Kansas is waging a war on the elderly
Now that we’ve been forced to recognize as a culture that there actually has been a war on women — waged from Hollywood, from some of the top left- and right-leaning figures in the national media, and from both sides of the aisle in Washington — can we also begin to come to terms with our long-running war on the elderly?
There, too, it’s another day, another horror story.
And just one of those is actually thousands of horror stories rolled into one: the news that Kansans living in one out of three nursing homes in the state face potential harm or immediate jeopardy.
To put that in context, that’s the fourth-worst situation in the country.
It’s not as though we’re doing so well nationally, either: Overall, 13.4 percent of nursing homes put patients at that level of risk.
Now, we hope you’re seated for the response from the nursing home lobby.
According to them, this is just a matter of overzealous inspections by the Kansas Department for Aging and Disability Services, where one-third of the 60 jobs for inspectors are currently unfilled.
But unless we’re willing to keep risking the safety of our parents and grandparents, we’ve got to see that for the excuse that it is.
The current level of care amounts to “a full-frontal attack on the health and safety of frail elderly that are in nursing facilities,’’ says Mitzi McFatrich, director of Kansas Advocates for Better Care. And the current process of inspections “is really the only outside, objective health and safety check on nursing homes that exists.’’
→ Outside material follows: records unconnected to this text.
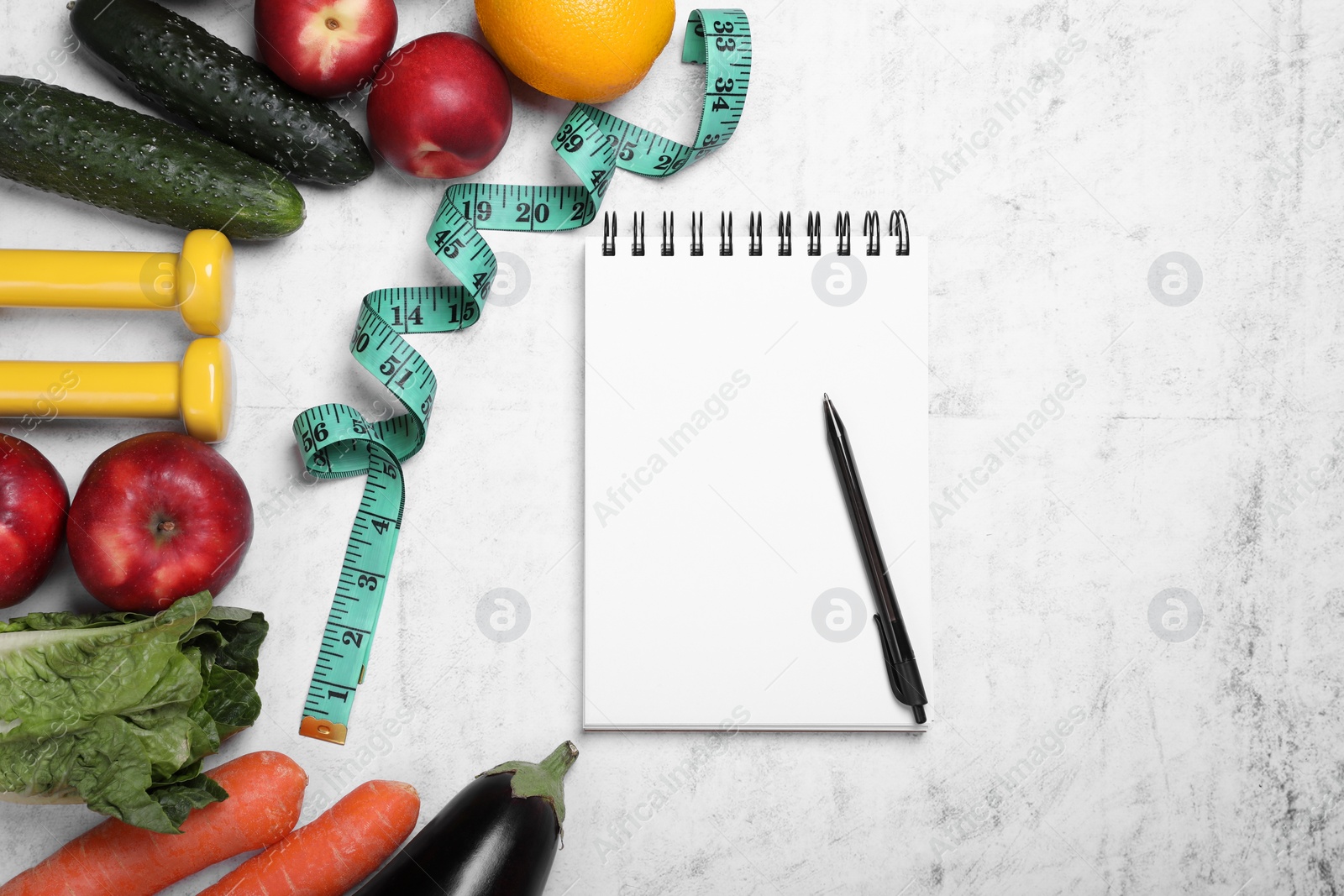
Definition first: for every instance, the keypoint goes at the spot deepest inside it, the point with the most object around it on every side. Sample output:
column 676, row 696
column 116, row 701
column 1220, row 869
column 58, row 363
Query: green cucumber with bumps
column 102, row 154
column 174, row 63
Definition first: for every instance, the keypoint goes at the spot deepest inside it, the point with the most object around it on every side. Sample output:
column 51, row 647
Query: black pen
column 897, row 653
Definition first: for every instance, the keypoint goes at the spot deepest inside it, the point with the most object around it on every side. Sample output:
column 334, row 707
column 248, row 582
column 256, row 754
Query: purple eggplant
column 496, row 837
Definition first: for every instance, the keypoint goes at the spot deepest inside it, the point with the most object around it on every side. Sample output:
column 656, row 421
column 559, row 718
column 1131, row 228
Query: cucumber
column 174, row 63
column 101, row 154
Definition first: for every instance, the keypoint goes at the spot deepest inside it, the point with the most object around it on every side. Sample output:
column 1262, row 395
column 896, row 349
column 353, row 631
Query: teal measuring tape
column 338, row 443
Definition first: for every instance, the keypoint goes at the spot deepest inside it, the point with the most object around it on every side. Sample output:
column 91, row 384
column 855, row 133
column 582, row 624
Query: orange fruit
column 581, row 50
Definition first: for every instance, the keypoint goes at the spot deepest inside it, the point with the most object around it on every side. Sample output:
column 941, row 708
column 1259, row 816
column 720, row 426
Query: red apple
column 324, row 47
column 155, row 519
column 440, row 107
column 33, row 519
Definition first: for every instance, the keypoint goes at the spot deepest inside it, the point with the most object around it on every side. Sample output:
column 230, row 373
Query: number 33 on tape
column 338, row 443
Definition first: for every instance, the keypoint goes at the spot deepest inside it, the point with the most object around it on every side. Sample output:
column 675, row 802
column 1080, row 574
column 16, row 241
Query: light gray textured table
column 1202, row 748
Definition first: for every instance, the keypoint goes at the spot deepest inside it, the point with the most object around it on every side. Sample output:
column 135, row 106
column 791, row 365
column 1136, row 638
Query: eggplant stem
column 544, row 779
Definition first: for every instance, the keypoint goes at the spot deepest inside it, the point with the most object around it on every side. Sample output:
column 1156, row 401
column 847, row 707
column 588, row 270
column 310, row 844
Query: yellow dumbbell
column 199, row 281
column 199, row 390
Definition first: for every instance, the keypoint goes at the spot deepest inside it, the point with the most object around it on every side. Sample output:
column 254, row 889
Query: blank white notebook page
column 723, row 586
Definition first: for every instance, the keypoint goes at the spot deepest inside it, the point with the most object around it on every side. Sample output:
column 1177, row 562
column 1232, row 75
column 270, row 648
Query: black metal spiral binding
column 898, row 228
column 873, row 230
column 638, row 237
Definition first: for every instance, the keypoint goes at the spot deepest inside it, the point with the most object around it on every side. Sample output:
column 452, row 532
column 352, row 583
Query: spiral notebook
column 723, row 586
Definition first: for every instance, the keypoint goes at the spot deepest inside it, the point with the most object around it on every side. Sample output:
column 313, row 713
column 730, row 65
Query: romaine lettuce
column 118, row 710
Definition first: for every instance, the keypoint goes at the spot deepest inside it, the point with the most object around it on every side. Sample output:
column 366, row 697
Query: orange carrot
column 265, row 794
column 329, row 856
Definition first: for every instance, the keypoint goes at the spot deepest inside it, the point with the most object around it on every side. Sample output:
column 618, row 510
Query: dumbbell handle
column 50, row 278
column 199, row 281
column 199, row 390
column 91, row 389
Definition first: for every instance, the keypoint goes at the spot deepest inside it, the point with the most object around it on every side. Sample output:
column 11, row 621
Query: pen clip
column 889, row 658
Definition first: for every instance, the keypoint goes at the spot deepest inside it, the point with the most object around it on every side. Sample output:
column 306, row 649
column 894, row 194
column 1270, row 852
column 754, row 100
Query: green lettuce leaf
column 118, row 710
So, why has the number of citations soared? Our guess is that that’s because the Affordable Care Act required nursing homes to report serious incidents for the first time.
Think about that for a minute. No reports, no problem?
Hair salons are better regulated, and again, this is the health and safety of our elderly parents we’re talking about.
A September report from the Office of Inspector General found that in Kansas, the state’s nursing home inspectors didn’t even follow up on about half of the problems they found in 2014.
The nursing home industry claims that fines are killing them, and while that may be true, isn’t that better than killing our elderly?
The CEO of Topeka-based Aldersgate Village described fines as “killing the goose that lays the golden egg.”
But that he sees it that way — golden egg for whom, sir? — strikes us as part of the problem.
We need more oversight, rather than less. And we need to think about all the ways in which our throwaway culture undervalues the elders other societies revere.